Mauvaise nouvelle : un mètre de distance sociale n’est probablement pas suffisant pour éviter le COVID-19 à l’extérieur

Nous n’en sommes qu’à une semaine de déconfinement, et déjà, à Paris, nous savons que les distances sociales ne sont pas respectées (si seulement les parcs étaient ouverts).
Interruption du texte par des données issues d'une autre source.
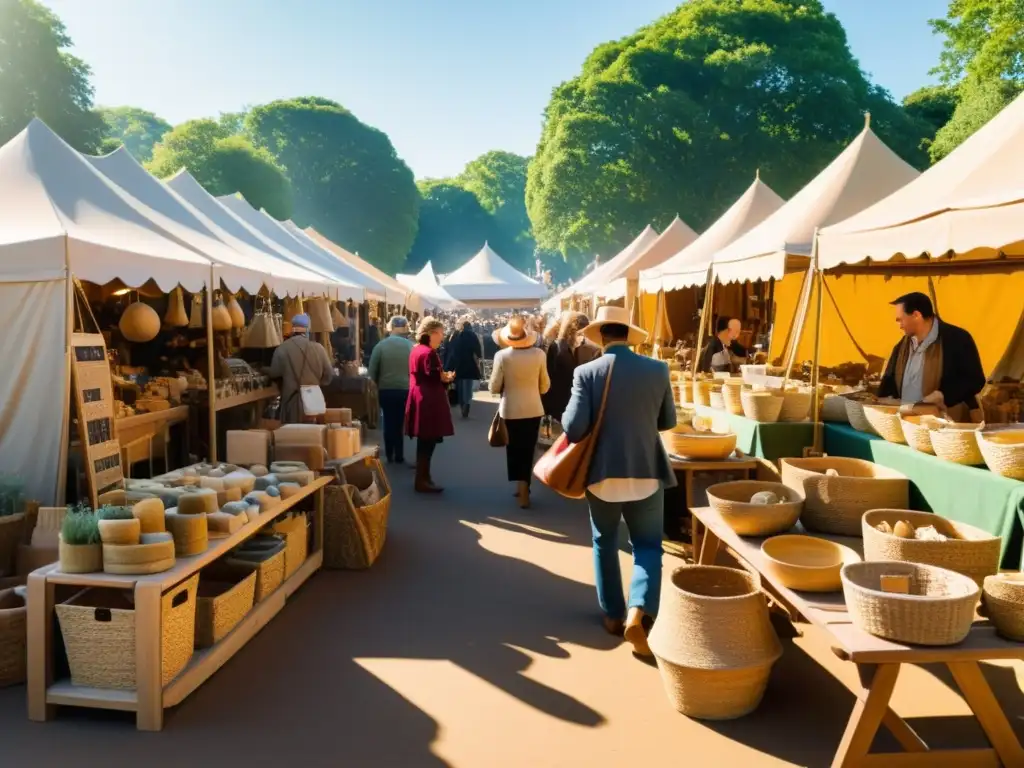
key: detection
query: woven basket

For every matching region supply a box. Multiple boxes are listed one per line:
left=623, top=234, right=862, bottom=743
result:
left=272, top=514, right=308, bottom=580
left=661, top=430, right=737, bottom=461
left=741, top=390, right=783, bottom=423
left=648, top=566, right=781, bottom=720
left=693, top=380, right=712, bottom=407
left=721, top=379, right=744, bottom=416
left=822, top=394, right=852, bottom=423
left=56, top=574, right=198, bottom=689
left=976, top=426, right=1024, bottom=479
left=862, top=405, right=905, bottom=444
left=899, top=414, right=940, bottom=454
left=760, top=535, right=857, bottom=592
left=58, top=538, right=102, bottom=574
left=776, top=389, right=812, bottom=423
left=862, top=510, right=1000, bottom=586
left=220, top=548, right=286, bottom=603
left=705, top=482, right=802, bottom=537
left=678, top=381, right=693, bottom=406
left=708, top=389, right=726, bottom=411
left=194, top=570, right=256, bottom=648
left=931, top=425, right=984, bottom=465
left=845, top=399, right=878, bottom=435
left=0, top=514, right=25, bottom=578
left=780, top=457, right=909, bottom=537
left=324, top=490, right=391, bottom=571
left=982, top=574, right=1024, bottom=642
left=841, top=561, right=979, bottom=646
left=0, top=588, right=26, bottom=687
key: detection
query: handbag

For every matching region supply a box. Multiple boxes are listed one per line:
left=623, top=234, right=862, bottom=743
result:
left=533, top=358, right=614, bottom=499
left=287, top=341, right=327, bottom=418
left=488, top=409, right=508, bottom=447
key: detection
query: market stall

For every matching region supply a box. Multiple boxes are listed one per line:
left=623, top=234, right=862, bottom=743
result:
left=694, top=404, right=815, bottom=464
left=396, top=261, right=467, bottom=312
left=439, top=243, right=548, bottom=309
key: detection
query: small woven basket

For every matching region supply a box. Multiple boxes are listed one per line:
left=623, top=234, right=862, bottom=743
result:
left=219, top=549, right=286, bottom=603
left=705, top=481, right=802, bottom=537
left=822, top=394, right=852, bottom=423
left=780, top=457, right=909, bottom=537
left=899, top=414, right=938, bottom=454
left=841, top=561, right=979, bottom=646
left=777, top=389, right=812, bottom=423
left=661, top=430, right=737, bottom=461
left=861, top=510, right=1000, bottom=586
left=760, top=535, right=856, bottom=592
left=708, top=388, right=726, bottom=411
left=982, top=574, right=1024, bottom=642
left=976, top=426, right=1024, bottom=479
left=0, top=588, right=26, bottom=687
left=931, top=425, right=985, bottom=465
left=845, top=399, right=878, bottom=435
left=721, top=379, right=744, bottom=416
left=693, top=380, right=712, bottom=407
left=741, top=390, right=784, bottom=423
left=862, top=404, right=905, bottom=444
left=194, top=570, right=256, bottom=648
left=56, top=574, right=198, bottom=689
left=273, top=514, right=309, bottom=580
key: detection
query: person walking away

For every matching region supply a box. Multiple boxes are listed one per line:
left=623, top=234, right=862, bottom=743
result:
left=877, top=292, right=985, bottom=422
left=368, top=316, right=414, bottom=465
left=267, top=314, right=334, bottom=423
left=447, top=319, right=484, bottom=418
left=406, top=318, right=455, bottom=493
left=489, top=316, right=551, bottom=509
left=561, top=306, right=676, bottom=657
left=543, top=311, right=601, bottom=424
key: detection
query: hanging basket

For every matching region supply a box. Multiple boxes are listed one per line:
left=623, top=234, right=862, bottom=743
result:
left=164, top=286, right=189, bottom=327
left=226, top=294, right=246, bottom=329
left=119, top=301, right=161, bottom=343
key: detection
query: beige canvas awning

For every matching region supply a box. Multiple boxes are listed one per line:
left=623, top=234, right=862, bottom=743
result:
left=596, top=217, right=698, bottom=300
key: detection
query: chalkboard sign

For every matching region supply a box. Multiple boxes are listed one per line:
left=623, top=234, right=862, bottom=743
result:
left=70, top=333, right=123, bottom=508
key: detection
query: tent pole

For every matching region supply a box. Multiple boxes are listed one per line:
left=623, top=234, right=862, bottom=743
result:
left=207, top=266, right=217, bottom=463
left=692, top=264, right=715, bottom=375
left=783, top=266, right=814, bottom=379
left=55, top=241, right=73, bottom=505
left=811, top=237, right=825, bottom=453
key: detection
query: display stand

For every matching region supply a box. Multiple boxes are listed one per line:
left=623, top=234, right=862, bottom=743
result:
left=694, top=405, right=815, bottom=463
left=668, top=453, right=759, bottom=554
left=26, top=475, right=331, bottom=731
left=691, top=504, right=1024, bottom=767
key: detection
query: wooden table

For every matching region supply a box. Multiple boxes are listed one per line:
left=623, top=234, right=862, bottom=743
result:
left=115, top=406, right=191, bottom=471
left=26, top=475, right=332, bottom=732
left=669, top=454, right=759, bottom=551
left=691, top=505, right=1024, bottom=767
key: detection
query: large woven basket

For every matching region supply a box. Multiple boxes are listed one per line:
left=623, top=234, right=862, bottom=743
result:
left=899, top=413, right=939, bottom=454
left=705, top=481, right=802, bottom=537
left=324, top=459, right=391, bottom=570
left=976, top=426, right=1024, bottom=479
left=741, top=390, right=784, bottom=423
left=982, top=574, right=1024, bottom=641
left=721, top=379, right=744, bottom=416
left=845, top=399, right=878, bottom=435
left=0, top=588, right=26, bottom=687
left=780, top=457, right=909, bottom=537
left=777, top=389, right=812, bottom=423
left=931, top=424, right=985, bottom=465
left=862, top=405, right=905, bottom=444
left=56, top=574, right=198, bottom=689
left=219, top=548, right=285, bottom=603
left=649, top=566, right=781, bottom=720
left=194, top=570, right=256, bottom=648
left=661, top=429, right=737, bottom=461
left=861, top=510, right=1000, bottom=586
left=841, top=561, right=979, bottom=646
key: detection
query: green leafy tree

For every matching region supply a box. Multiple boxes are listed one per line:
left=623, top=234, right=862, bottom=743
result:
left=457, top=151, right=535, bottom=270
left=526, top=0, right=929, bottom=258
left=930, top=76, right=1023, bottom=160
left=902, top=85, right=960, bottom=134
left=97, top=106, right=171, bottom=161
left=148, top=119, right=293, bottom=220
left=405, top=179, right=497, bottom=274
left=245, top=97, right=419, bottom=274
left=0, top=0, right=106, bottom=151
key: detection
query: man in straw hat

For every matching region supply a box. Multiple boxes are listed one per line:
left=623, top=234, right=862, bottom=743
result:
left=561, top=305, right=676, bottom=657
left=268, top=313, right=335, bottom=424
left=369, top=316, right=415, bottom=465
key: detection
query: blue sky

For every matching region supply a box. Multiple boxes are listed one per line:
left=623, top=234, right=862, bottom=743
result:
left=44, top=0, right=949, bottom=179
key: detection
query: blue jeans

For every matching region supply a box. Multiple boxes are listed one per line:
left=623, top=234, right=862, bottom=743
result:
left=379, top=389, right=408, bottom=462
left=587, top=488, right=664, bottom=620
left=455, top=378, right=476, bottom=407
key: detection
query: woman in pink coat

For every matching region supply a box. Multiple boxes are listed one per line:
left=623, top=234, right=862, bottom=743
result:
left=405, top=317, right=455, bottom=492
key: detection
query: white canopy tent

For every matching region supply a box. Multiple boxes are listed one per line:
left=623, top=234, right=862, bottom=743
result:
left=712, top=121, right=921, bottom=285
left=440, top=243, right=548, bottom=308
left=166, top=171, right=362, bottom=301
left=597, top=217, right=699, bottom=303
left=86, top=147, right=332, bottom=298
left=641, top=175, right=786, bottom=293
left=216, top=195, right=385, bottom=301
left=397, top=262, right=466, bottom=311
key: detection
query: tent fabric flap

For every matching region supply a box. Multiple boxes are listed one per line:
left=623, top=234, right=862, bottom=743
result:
left=397, top=262, right=466, bottom=311
left=440, top=243, right=547, bottom=303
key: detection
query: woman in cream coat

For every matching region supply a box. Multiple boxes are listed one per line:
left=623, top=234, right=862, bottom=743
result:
left=489, top=316, right=551, bottom=508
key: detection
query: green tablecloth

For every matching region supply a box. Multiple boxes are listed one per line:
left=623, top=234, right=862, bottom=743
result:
left=695, top=405, right=814, bottom=463
left=824, top=423, right=1024, bottom=569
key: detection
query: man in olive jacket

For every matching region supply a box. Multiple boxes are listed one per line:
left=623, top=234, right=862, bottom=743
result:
left=877, top=292, right=985, bottom=422
left=369, top=316, right=414, bottom=464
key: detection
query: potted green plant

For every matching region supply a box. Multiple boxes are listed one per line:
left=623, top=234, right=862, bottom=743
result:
left=0, top=476, right=25, bottom=577
left=59, top=506, right=102, bottom=574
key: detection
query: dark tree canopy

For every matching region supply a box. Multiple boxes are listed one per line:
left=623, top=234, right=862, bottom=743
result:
left=0, top=0, right=106, bottom=151
left=147, top=119, right=293, bottom=220
left=97, top=106, right=171, bottom=162
left=405, top=179, right=497, bottom=274
left=902, top=85, right=960, bottom=135
left=526, top=0, right=930, bottom=259
left=245, top=97, right=419, bottom=275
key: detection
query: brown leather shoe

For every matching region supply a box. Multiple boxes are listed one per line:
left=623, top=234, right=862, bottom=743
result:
left=624, top=607, right=653, bottom=657
left=414, top=459, right=442, bottom=494
left=516, top=481, right=530, bottom=509
left=602, top=615, right=625, bottom=637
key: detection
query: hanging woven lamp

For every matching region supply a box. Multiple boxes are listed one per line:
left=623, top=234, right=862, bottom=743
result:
left=119, top=299, right=161, bottom=342
left=164, top=286, right=188, bottom=327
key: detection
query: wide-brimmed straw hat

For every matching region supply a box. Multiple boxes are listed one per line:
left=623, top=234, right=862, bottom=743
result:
left=581, top=305, right=648, bottom=347
left=497, top=316, right=537, bottom=349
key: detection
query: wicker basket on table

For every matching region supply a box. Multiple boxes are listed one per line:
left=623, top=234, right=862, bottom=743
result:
left=861, top=509, right=1000, bottom=586
left=930, top=423, right=985, bottom=465
left=976, top=425, right=1024, bottom=479
left=845, top=398, right=878, bottom=435
left=324, top=457, right=391, bottom=570
left=861, top=404, right=905, bottom=443
left=899, top=413, right=940, bottom=454
left=705, top=481, right=802, bottom=537
left=708, top=387, right=726, bottom=411
left=821, top=393, right=853, bottom=423
left=0, top=588, right=26, bottom=687
left=741, top=390, right=784, bottom=423
left=661, top=429, right=737, bottom=461
left=841, top=561, right=979, bottom=646
left=721, top=378, right=744, bottom=416
left=693, top=379, right=712, bottom=408
left=982, top=574, right=1024, bottom=641
left=776, top=388, right=812, bottom=423
left=780, top=457, right=909, bottom=537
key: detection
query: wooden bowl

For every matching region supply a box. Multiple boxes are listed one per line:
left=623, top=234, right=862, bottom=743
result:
left=760, top=535, right=859, bottom=593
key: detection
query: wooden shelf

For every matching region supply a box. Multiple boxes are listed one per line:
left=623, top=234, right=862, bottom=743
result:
left=199, top=387, right=279, bottom=412
left=114, top=406, right=190, bottom=435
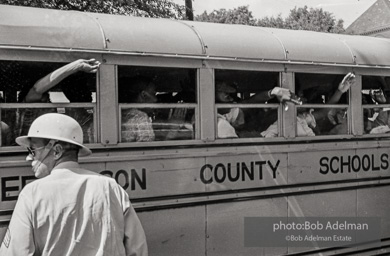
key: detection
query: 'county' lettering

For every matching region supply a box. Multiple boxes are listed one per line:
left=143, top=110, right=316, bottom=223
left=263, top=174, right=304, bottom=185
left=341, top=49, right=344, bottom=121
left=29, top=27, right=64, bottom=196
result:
left=200, top=160, right=279, bottom=184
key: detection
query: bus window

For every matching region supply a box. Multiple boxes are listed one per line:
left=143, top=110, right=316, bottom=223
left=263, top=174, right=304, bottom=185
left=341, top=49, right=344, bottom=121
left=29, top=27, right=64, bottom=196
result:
left=215, top=70, right=279, bottom=139
left=118, top=66, right=197, bottom=142
left=362, top=76, right=390, bottom=134
left=295, top=73, right=351, bottom=136
left=0, top=60, right=97, bottom=146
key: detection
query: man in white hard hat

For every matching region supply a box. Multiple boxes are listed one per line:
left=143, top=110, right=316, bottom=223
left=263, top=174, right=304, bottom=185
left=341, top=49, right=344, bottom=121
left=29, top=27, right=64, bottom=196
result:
left=0, top=113, right=148, bottom=256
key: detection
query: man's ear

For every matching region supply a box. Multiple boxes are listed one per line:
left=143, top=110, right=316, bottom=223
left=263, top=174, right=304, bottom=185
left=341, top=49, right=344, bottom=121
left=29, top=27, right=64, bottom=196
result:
left=53, top=144, right=63, bottom=160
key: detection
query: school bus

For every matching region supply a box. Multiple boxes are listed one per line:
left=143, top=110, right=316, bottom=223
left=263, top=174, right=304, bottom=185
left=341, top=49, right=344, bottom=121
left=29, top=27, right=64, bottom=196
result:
left=1, top=4, right=390, bottom=255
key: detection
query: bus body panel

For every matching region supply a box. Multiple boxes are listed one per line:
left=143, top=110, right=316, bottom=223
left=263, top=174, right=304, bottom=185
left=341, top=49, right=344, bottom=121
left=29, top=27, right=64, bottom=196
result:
left=260, top=28, right=354, bottom=64
left=1, top=145, right=390, bottom=255
left=139, top=207, right=206, bottom=256
left=0, top=5, right=104, bottom=50
left=334, top=34, right=390, bottom=66
left=206, top=198, right=288, bottom=256
left=1, top=4, right=389, bottom=67
left=357, top=186, right=390, bottom=238
left=181, top=21, right=287, bottom=60
left=88, top=13, right=205, bottom=55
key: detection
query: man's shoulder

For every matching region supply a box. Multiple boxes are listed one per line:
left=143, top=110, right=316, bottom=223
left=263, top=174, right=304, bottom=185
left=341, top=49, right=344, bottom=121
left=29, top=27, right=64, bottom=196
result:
left=74, top=168, right=116, bottom=180
left=49, top=167, right=117, bottom=186
left=18, top=177, right=45, bottom=197
left=80, top=169, right=122, bottom=188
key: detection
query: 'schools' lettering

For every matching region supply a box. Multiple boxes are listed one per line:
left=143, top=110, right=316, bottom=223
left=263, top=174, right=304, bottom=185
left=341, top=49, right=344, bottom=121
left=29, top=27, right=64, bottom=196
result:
left=319, top=154, right=389, bottom=175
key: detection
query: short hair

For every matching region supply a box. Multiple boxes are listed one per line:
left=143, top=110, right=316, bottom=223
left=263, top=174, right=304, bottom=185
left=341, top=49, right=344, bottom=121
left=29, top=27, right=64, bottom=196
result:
left=56, top=141, right=80, bottom=156
left=215, top=80, right=236, bottom=93
left=118, top=76, right=155, bottom=103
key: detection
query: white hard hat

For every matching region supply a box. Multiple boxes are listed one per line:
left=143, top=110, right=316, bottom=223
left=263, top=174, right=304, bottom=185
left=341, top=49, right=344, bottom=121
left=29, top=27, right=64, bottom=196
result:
left=16, top=113, right=92, bottom=156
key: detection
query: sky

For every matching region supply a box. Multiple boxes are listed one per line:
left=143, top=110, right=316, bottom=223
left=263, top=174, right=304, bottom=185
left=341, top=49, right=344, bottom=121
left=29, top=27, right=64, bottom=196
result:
left=172, top=0, right=378, bottom=28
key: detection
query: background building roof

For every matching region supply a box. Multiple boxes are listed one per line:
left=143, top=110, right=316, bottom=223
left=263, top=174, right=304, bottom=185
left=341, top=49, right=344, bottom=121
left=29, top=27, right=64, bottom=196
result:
left=346, top=0, right=390, bottom=37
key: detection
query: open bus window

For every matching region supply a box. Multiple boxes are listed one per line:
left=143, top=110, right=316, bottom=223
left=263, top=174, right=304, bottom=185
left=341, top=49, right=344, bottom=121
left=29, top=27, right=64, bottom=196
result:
left=0, top=60, right=97, bottom=146
left=295, top=73, right=349, bottom=105
left=295, top=73, right=350, bottom=136
left=362, top=76, right=390, bottom=134
left=294, top=107, right=349, bottom=136
left=214, top=70, right=280, bottom=139
left=118, top=66, right=197, bottom=142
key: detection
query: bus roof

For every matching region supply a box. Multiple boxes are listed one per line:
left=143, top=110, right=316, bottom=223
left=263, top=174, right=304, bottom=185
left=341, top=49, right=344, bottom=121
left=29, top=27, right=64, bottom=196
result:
left=1, top=4, right=390, bottom=67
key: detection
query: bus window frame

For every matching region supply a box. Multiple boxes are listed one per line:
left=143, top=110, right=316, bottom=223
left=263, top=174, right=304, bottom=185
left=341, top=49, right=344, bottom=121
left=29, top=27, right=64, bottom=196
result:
left=2, top=52, right=390, bottom=151
left=362, top=104, right=390, bottom=137
left=0, top=54, right=101, bottom=150
left=290, top=68, right=356, bottom=139
left=116, top=63, right=199, bottom=145
left=0, top=103, right=98, bottom=147
left=213, top=67, right=285, bottom=141
left=360, top=73, right=390, bottom=137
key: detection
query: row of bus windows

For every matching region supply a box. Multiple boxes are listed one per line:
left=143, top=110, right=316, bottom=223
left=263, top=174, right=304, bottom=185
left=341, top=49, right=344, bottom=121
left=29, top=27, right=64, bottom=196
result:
left=0, top=60, right=390, bottom=146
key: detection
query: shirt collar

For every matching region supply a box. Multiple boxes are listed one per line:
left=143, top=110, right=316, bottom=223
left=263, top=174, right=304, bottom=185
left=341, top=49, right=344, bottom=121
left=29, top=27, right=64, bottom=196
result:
left=53, top=161, right=80, bottom=171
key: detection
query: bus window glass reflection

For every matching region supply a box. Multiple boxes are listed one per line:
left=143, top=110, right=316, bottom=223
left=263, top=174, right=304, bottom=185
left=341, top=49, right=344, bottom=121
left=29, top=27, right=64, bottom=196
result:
left=118, top=66, right=197, bottom=142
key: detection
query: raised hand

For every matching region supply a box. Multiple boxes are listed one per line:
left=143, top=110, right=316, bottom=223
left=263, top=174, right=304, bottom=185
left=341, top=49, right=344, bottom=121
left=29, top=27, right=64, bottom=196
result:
left=338, top=72, right=356, bottom=93
left=77, top=59, right=101, bottom=73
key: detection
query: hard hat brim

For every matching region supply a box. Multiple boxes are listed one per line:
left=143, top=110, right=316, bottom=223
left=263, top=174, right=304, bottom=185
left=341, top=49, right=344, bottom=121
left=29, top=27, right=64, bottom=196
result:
left=16, top=135, right=92, bottom=157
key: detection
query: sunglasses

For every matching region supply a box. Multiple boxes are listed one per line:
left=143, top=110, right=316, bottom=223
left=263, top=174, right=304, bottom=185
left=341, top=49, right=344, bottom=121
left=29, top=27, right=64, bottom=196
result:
left=26, top=146, right=46, bottom=157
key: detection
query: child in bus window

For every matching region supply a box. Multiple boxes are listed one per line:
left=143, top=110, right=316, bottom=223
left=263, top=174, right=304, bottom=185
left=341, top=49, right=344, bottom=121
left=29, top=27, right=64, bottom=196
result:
left=262, top=72, right=355, bottom=137
left=120, top=76, right=157, bottom=142
left=215, top=82, right=242, bottom=138
left=16, top=59, right=100, bottom=143
left=215, top=81, right=293, bottom=138
left=261, top=108, right=317, bottom=137
left=154, top=86, right=194, bottom=141
left=120, top=76, right=192, bottom=142
left=364, top=88, right=390, bottom=134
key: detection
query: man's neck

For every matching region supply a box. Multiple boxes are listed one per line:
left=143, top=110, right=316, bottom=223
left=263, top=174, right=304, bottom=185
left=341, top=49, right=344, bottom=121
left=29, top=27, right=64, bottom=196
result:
left=52, top=160, right=80, bottom=171
left=54, top=155, right=78, bottom=168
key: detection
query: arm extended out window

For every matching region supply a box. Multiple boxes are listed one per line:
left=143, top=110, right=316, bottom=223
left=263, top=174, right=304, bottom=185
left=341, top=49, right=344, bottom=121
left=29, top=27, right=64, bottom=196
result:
left=0, top=60, right=97, bottom=147
left=295, top=73, right=350, bottom=137
left=214, top=70, right=280, bottom=139
left=118, top=66, right=197, bottom=143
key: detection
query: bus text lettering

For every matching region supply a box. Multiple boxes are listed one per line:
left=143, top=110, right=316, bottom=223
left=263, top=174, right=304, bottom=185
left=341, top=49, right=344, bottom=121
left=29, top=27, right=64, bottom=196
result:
left=1, top=175, right=36, bottom=201
left=319, top=154, right=389, bottom=175
left=200, top=160, right=279, bottom=184
left=100, top=169, right=146, bottom=190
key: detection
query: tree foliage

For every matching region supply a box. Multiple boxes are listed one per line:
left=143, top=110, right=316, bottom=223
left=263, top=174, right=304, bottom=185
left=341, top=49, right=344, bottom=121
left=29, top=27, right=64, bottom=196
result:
left=196, top=5, right=345, bottom=33
left=282, top=6, right=345, bottom=33
left=0, top=0, right=185, bottom=19
left=196, top=6, right=256, bottom=26
left=257, top=14, right=285, bottom=29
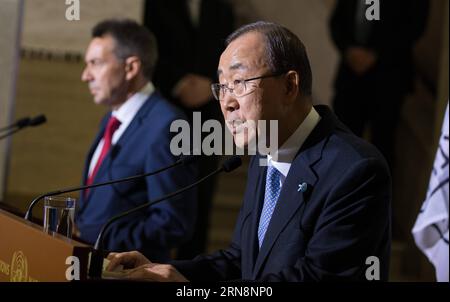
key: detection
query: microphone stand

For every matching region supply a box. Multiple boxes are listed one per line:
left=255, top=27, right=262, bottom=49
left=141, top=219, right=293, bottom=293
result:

Espérons que la chaleur détruise le microbe, sinon repartirons-nous de plus belle ?

Les gouttelettes de notre toux, de nos éternuements et peut-être même de nos conversations voyageraient plus loin qu’on ne le pensait, rapporte Fastcompany.

Alors que le monde s’ouvre à nouveau, même avec la COVID-19 dans un mouvement incessant, une ligne directrice se répète encore et encore : Gardez une distance sociale de deux mètres. Et ce chiffre nous fait nous sentir en sécurité parce qu’il vient des autorités. Mais ce chiffre est, selon une nouvelle étude, inexact et erroné.

L’Organisation mondiale de la santé recommande une distance de trois pieds pour éviter la propagation potentielle de COVID-19 par les gouttelettes dans l’air, que ce soit en toussant, en éternuant ou même en parlant. Mais d’où vient cette recommandation ? D’après Quartz, une étude qui a presque 100 ans. En 1934, la Harvard School of Public Health a construit un appareil pour capturer les gouttelettes qui s’envolent de votre bouche dans l’air. Les résultats de ce test restent inchangés aujourd’hui, bien que le CDC double les portées, pour recommander une distance sociale de deux mètres entre les personnes.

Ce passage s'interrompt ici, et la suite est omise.